The second thing I want to talk about is Bell as a meta-historian -- as someone who wrote big picture history. He wrote about things like the relationship of slavery to the American Revolution and to freedom. Here I want to talk about another extremely unexpected connection. First, though, something about Edmund Morgan's 1975 book American Slavery -- American Freedom. In that he looked to colonial Virginia and the seeming paradox that the American Revolutionaries there owned a lot of human beings. How, Morgan asked, could the slaveholders also be the people who so boldly sought independence? Morgan's answer seemed rather abstract to me at the time I first read that book as an undergraduate student back around 1985: that the Revolutionaries' experience with slavery taught them just how bad slavery was.
There's a long lineage to Morgan's question -- Edmund Burke remarked on the southern colonies' emphasis on liberty in his speech on conciliation with the colonies in 1775. He contrasted sentiments about freedom in slave societies with sentiments of freedom in societies where there was widely diffused freedom. And Burke explained the southern colonies' preference for freedom because freedom was something associated with nobility:
It is that in Virginia and the Carolinas, they have a vast multitude of slaves. Where this is the case in any part of the world, those who are free, are by far the most proud and jealous of their freedom. Freedom is to them not only an enjoyment, but a hind of rank and privilege. Not seeing there, that freedom, as in countries where it is a common blessing, and as broad and general as the air, may be united with much abject toil, with great misery, with all the exterior of servitude, liberty looks, amongst them, like something that is more noble and liberal.

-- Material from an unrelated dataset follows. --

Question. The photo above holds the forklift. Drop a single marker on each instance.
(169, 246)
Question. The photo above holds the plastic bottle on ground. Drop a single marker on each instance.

Burke concluded that "the haughtiness of domination combines with the spirit of freedom, fortifies it, and renders it invincible." And at other times in American history -- particularly in the years leading into Civil War -- others have spoken about the odd allignment of slavery and freedom. And, in fact, proslavery theorists in the 1830s and 1840s justified slavery because it helped promote the idea of freedom among white people. And some proslavery writers invoked Burke's speech as evidence of the positive effects of slavery. Thus, William and Mary professor Bevereley Tucker lectured to his students about the ways that slavery gave a rough equality to white people and how it promoted the idea of freedom among them.
Now, to bring this back to Professor Bell.... Bell, like Morgan, interprets the origins of Americans’ respect for freedom in their experience with slavery. Slavery unified the interest of white people and thus – though they might have differing interests based on class – they had a unified interest based on race. It was slavery that created the American idea of freedom – and that sustain the Republic economically and ideologically.
There is a great deal to be said about Bell as a meta-historian, as a person whose mind swept across the centuries and revealed important truths in political theory and history. I hope we remember that as one of his many legacies.